When photography first appeared, the space it occupied belonged previously to the graphic arts. Photography couldn't but use the same ground, the same set of terms and aesthetic theories that were prevalent at the time. It takes time for a new idea, as photography was, to establish its own identity, its own rules. Back then, photography was often accused of plagiarism, upsetting and abusing the traditional practices of art. As photography was immediately connected to commercialism, its market-place power was stronger that the other arts. It is this competition that generated the hostility between Photography and the traditional arts.
The process of commercialism also causes the public to relate less seriously to the arts. As I mentioned earlier, art should fulfil the function of a progressive force in society. If all it does is generate money and enhances personality-cults, then it no longer fulfils its potential and therefore deserve derision.
In fact, I argue that to exist within the capitalist society, art cannot be radical but only reformative. If it is radical it is ostracized or even censured. Society would only allow such art that maintains the status quo. It is easy to see from this why so often art is held in contradistinction to reality in our culture, for in most cases it has indeed turned to do just that.
Reintroducing reality (i.e., political awareness) into art will endanger its comfortable position on the supermarket shelf. How can art become powerful and radical again? Is it by being used by everybody in support of their personal growth?

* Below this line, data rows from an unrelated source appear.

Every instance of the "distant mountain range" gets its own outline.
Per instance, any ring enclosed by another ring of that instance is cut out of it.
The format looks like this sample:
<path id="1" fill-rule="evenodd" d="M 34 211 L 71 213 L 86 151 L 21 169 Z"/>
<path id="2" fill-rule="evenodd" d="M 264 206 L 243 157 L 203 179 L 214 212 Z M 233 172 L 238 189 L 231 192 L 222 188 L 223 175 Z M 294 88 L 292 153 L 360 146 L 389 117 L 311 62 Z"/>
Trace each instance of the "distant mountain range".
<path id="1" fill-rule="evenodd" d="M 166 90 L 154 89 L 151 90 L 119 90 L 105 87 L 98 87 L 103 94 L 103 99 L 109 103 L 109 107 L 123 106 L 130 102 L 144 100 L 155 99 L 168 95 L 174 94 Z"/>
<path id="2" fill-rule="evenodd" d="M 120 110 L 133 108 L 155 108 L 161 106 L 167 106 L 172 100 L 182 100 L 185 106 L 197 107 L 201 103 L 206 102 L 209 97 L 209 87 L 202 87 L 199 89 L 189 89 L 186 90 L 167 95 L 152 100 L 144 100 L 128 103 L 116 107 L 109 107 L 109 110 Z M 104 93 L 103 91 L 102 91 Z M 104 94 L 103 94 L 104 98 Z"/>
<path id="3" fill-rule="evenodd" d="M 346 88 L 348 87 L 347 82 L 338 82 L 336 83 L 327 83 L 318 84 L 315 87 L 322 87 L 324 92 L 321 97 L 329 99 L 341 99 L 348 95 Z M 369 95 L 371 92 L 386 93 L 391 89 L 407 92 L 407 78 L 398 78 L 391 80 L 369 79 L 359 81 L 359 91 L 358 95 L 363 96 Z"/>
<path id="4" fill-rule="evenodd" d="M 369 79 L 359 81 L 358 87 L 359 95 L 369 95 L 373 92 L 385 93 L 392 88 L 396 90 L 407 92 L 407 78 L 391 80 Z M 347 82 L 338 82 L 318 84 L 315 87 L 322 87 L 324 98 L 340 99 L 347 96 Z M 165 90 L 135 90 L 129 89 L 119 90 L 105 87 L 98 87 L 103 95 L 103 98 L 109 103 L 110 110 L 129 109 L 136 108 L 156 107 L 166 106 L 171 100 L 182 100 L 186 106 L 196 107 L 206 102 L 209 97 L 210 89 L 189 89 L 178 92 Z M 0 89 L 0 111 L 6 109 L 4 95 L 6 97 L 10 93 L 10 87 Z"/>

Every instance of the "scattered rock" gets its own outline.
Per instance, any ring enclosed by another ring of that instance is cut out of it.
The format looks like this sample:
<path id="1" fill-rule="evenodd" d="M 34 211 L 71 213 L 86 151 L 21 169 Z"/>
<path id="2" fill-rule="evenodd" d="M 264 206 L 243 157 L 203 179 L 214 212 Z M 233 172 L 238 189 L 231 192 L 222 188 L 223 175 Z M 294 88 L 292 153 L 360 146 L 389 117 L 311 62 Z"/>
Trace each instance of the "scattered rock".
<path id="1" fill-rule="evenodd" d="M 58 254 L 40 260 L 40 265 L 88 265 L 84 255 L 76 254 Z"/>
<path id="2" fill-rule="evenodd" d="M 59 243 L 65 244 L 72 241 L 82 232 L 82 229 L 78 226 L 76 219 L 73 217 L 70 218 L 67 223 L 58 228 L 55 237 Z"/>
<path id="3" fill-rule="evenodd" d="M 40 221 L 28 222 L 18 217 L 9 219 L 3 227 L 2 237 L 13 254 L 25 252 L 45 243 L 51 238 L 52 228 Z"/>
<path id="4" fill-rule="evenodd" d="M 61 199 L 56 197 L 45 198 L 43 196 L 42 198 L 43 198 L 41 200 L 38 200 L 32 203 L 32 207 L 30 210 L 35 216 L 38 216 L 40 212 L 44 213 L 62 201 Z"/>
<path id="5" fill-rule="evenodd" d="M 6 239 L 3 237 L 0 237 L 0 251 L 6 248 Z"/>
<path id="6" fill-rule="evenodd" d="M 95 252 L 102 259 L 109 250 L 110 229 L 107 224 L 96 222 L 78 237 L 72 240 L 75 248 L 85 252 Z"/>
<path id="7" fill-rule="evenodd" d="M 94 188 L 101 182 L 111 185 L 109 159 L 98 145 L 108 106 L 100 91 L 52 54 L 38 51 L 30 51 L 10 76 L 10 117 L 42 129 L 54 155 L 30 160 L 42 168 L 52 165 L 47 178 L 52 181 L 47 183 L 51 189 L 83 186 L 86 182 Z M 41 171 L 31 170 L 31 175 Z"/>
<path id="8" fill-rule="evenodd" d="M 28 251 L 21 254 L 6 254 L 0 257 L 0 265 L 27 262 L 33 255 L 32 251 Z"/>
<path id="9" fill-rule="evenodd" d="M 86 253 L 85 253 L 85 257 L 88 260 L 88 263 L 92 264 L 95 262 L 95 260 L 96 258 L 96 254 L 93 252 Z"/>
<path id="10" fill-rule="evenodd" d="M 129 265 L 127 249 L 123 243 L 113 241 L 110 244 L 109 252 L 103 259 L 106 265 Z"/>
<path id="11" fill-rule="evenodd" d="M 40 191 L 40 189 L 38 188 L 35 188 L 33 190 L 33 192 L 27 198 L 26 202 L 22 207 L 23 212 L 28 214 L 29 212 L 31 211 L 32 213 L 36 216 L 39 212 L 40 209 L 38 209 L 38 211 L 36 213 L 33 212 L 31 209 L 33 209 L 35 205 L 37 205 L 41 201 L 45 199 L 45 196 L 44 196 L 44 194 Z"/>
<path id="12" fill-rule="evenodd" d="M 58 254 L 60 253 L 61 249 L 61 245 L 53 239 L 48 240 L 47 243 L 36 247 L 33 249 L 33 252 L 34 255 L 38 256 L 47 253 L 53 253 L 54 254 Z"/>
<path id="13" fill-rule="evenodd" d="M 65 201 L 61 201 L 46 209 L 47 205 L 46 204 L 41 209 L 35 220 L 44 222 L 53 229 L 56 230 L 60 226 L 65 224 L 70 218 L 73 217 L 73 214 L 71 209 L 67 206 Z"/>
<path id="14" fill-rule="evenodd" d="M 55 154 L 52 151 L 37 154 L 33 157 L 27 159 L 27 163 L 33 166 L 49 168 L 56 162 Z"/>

As it can be applied by any individual, photography has unlimited functions and possibilities. In fact, one could argue that there is no such thing as Photography but only Photographers. In this way, the investigation is into individual achievements rather than pure form. Once photography is no longer sacred, it can no longer be abused.
There was a futile argument regarding whether photography is better than any of the other arts. I see no basis for qualitative comparison. It is like trying to compare a tomato to a strawberry just because the two are red!
Approaching the issue from another angle is that one of the problems in our culture is that everything happens too fast. The media has indeed turned the world into a village. The amount of stimulation we are exposed to has risen unprecedently but instead of making us content, it made us more desperate. We think we are happier because we know more, or so we are led to believe. Photography is one of the peddlers in this game. All forms of art continuously push to be original, to produce excitement and titillation, to provide us with answers to questions that have become burning. It is a problem of speed.
What has also happened is that through the credible photographic image people were forced to look at themselves. That can be unpleasant. But real alienation comes into it when other people portray you and tell you how you look. In other words, people no longer feel in control for their own images. Insecurity ensues. Most of the time people are shown at their worst. People-at-their-worst images mean hard cash.
Regaining control over how we look at ourselves can be achieved through the popular use of photography. The family album genre, once extracted from the lower stratum into which it has been pushed by the Professionals, can be instrumental. Through this genre, people can explore their own lives, their pasts, their place within a family, social and global context.
Authority interferes with human growth. Unfortunately, photography has tried to become authoritarian in its claim over truth. That claim has been shown to be false, again earning photography derision and disrespect. It is freedom from the notion of a single truth (single truth, single god, single partner etc.) that would allow photography to be more imaginative and exploratory. It would also ease the burden of having to be righteous.